Now, there are certainly some kinds of applications that perhaps don’t require authentication and yet need to service users with performance and reliability. The caching nature of a POP can be helpful there, but there’s always an “origin server” which has the main storage of the data involved (and it needs to be backed up/synchronized). You can’t run an Edge Network like a disk farm of RAID 5 devices because that kind of constant inter-POP communication would kill performance.
So, what is the point of Cloudflare’s “backbone?” Here’s Cloudflare’s page on it: https://noise.getoto.net/2021/09/16/cloudflare-backbone-a-fa…
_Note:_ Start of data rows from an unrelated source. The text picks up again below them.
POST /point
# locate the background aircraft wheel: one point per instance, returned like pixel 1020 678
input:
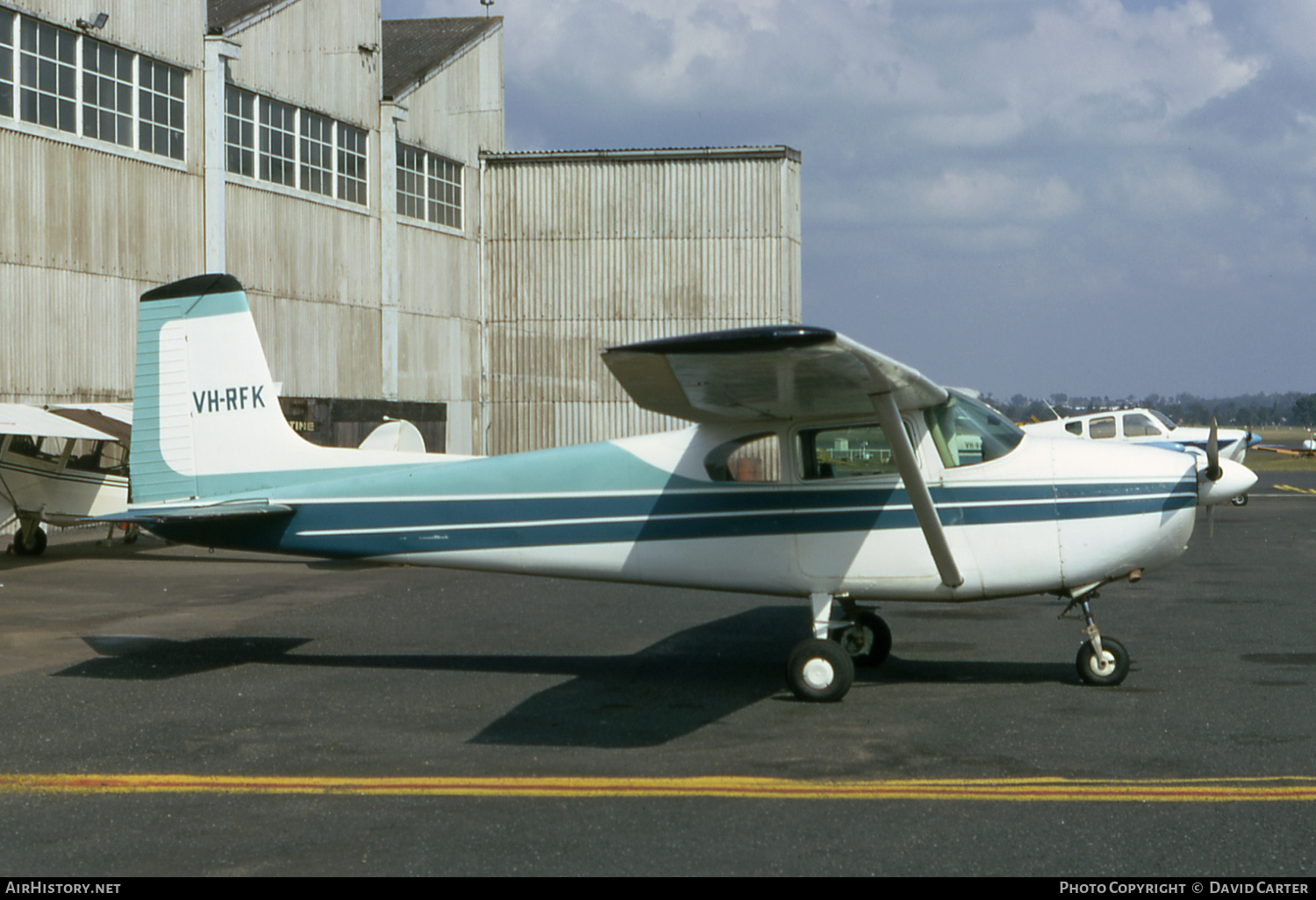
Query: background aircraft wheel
pixel 819 671
pixel 1103 673
pixel 868 641
pixel 33 547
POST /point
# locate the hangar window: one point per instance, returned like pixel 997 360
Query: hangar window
pixel 429 187
pixel 47 71
pixel 5 62
pixel 282 144
pixel 240 131
pixel 278 142
pixel 74 83
pixel 318 154
pixel 352 165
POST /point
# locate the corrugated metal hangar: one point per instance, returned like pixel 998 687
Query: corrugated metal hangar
pixel 352 174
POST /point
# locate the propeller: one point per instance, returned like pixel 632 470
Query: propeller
pixel 1213 471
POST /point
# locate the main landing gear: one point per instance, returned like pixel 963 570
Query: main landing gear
pixel 821 670
pixel 29 539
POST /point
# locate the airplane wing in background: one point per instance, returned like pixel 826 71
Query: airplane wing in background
pixel 33 421
pixel 768 373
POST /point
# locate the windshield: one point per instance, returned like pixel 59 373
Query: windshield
pixel 969 432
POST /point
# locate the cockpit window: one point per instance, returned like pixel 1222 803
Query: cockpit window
pixel 1161 418
pixel 1139 425
pixel 969 432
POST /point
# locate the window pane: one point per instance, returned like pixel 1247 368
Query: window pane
pixel 161 111
pixel 47 75
pixel 447 191
pixel 278 147
pixel 107 96
pixel 352 165
pixel 316 153
pixel 5 62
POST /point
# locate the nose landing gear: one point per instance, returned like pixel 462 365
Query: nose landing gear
pixel 1102 661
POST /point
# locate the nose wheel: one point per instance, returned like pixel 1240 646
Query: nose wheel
pixel 1107 668
pixel 1102 661
pixel 821 668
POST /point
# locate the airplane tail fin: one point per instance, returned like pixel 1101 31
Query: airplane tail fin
pixel 205 415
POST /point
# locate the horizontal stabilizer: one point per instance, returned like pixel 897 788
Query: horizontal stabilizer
pixel 766 373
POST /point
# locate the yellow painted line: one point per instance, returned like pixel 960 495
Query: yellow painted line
pixel 1016 789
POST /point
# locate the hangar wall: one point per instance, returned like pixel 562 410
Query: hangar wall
pixel 492 318
pixel 592 249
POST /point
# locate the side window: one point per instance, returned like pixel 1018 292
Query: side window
pixel 1139 425
pixel 1102 428
pixel 755 458
pixel 848 452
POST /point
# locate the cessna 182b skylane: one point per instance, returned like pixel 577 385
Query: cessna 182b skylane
pixel 815 468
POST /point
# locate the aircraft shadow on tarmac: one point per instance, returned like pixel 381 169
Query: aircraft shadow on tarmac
pixel 662 692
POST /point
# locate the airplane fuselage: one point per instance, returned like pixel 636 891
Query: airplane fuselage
pixel 647 510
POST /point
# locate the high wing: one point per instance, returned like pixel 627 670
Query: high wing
pixel 786 373
pixel 769 373
pixel 33 421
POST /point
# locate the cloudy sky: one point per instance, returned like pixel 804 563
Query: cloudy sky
pixel 1026 196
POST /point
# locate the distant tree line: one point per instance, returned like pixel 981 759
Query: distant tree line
pixel 1292 408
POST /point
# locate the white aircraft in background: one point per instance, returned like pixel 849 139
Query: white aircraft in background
pixel 816 468
pixel 61 465
pixel 1152 426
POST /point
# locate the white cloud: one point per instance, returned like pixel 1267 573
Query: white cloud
pixel 992 196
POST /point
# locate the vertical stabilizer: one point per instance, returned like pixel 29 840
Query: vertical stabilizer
pixel 205 415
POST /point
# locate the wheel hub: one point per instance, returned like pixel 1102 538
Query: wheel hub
pixel 819 674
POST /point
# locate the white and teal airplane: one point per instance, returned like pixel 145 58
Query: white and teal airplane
pixel 815 468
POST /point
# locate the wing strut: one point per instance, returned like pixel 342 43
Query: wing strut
pixel 889 415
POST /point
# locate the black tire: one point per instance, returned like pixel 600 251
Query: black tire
pixel 33 547
pixel 868 641
pixel 819 671
pixel 1099 675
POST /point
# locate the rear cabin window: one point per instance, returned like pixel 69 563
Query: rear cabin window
pixel 968 432
pixel 847 452
pixel 1102 428
pixel 755 458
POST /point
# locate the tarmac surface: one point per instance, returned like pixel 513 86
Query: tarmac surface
pixel 333 718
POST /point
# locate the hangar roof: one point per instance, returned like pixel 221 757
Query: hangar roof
pixel 224 12
pixel 413 47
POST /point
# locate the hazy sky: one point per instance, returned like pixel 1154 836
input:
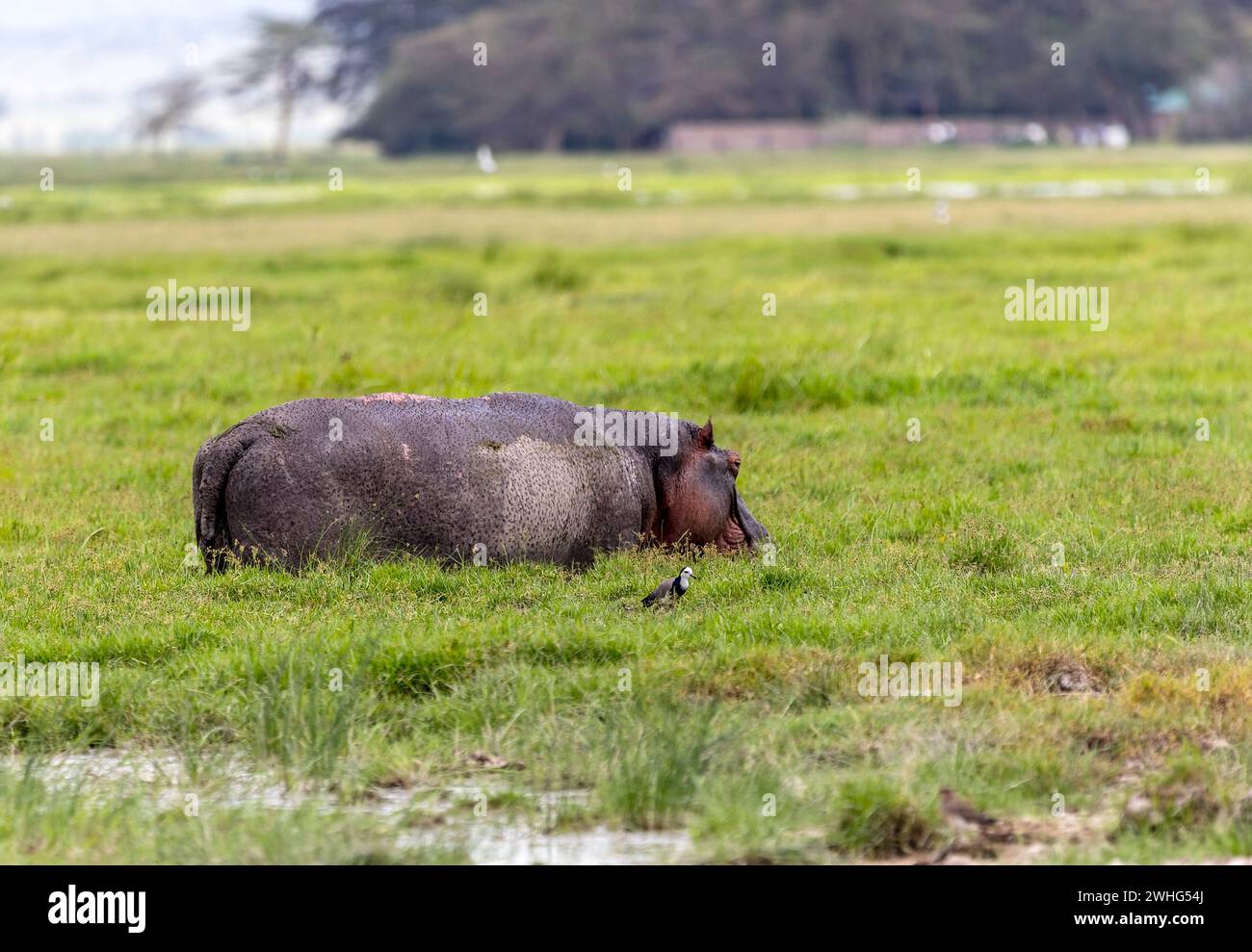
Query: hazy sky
pixel 69 69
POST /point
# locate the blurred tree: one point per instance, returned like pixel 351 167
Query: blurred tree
pixel 280 65
pixel 567 74
pixel 167 107
pixel 366 30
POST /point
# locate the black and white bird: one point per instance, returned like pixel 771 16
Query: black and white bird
pixel 671 589
pixel 963 814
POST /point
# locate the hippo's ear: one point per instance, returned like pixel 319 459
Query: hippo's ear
pixel 704 435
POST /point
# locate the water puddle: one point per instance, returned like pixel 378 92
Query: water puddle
pixel 456 817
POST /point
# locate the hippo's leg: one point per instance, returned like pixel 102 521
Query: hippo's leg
pixel 275 513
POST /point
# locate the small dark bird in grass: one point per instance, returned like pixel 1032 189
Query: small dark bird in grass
pixel 962 814
pixel 671 589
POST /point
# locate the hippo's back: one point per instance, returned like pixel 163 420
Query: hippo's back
pixel 499 476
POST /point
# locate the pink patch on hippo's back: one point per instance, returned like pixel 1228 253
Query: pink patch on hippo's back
pixel 396 397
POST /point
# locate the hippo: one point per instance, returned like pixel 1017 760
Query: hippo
pixel 509 476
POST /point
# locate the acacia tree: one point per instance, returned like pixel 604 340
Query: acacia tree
pixel 280 65
pixel 167 105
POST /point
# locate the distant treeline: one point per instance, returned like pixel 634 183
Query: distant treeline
pixel 575 74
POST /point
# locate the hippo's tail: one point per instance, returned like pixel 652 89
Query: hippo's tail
pixel 209 476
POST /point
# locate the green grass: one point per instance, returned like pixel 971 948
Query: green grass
pixel 745 694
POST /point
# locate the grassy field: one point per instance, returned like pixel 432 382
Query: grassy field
pixel 404 712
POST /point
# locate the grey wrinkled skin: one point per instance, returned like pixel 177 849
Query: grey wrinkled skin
pixel 439 476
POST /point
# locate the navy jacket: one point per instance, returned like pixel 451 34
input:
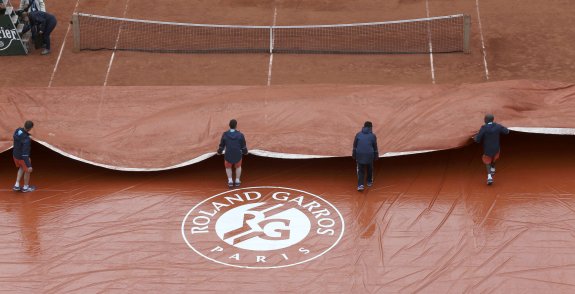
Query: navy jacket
pixel 365 147
pixel 40 21
pixel 21 148
pixel 489 136
pixel 235 145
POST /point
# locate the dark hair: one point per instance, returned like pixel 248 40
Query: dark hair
pixel 489 118
pixel 28 125
pixel 233 124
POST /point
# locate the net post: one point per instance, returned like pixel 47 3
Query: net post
pixel 76 31
pixel 271 39
pixel 466 32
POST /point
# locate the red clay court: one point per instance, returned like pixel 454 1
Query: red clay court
pixel 164 220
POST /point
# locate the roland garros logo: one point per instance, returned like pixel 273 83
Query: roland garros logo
pixel 263 227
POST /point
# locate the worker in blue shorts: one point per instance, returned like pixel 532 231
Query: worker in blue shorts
pixel 489 135
pixel 21 156
pixel 234 143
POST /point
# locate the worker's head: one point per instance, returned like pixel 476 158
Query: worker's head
pixel 28 125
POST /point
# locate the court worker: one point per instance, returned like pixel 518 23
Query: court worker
pixel 365 152
pixel 234 144
pixel 42 24
pixel 489 135
pixel 21 156
pixel 32 5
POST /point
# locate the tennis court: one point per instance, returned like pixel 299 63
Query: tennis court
pixel 131 197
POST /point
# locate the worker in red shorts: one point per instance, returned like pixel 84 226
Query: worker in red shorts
pixel 489 135
pixel 234 143
pixel 21 155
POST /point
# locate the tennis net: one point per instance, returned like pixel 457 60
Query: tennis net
pixel 444 34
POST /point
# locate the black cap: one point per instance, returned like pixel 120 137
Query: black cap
pixel 489 118
pixel 233 124
pixel 28 125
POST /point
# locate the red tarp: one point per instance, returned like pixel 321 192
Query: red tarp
pixel 154 128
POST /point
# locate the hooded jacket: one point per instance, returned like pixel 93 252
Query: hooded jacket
pixel 489 136
pixel 21 148
pixel 365 147
pixel 234 143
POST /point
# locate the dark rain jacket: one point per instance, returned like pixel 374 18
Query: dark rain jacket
pixel 235 145
pixel 40 22
pixel 489 135
pixel 21 148
pixel 365 147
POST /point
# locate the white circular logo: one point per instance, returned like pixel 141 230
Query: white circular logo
pixel 263 227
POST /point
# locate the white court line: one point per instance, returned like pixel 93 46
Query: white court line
pixel 115 47
pixel 482 41
pixel 430 45
pixel 62 49
pixel 272 47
Essentially, it provides additional routing choices for data being requested at one of Cloudflare’s data centers needing to be provided through another of Cloudflare’s data centers. The “additional” part is important, because, as Cloudflare itself admits, sometimes the public internet is simply faster due to shorter fiber distances. But, capacity overloads or failures can mean that Cloudflare’s own backbone is there as either a backup or a faster performance option. But, it’s important to recognize that this backbone is only between Cloudflare data centers. It doesn’t run all the way to TMF’s headquarters in Virginia, nor to your home for that matter.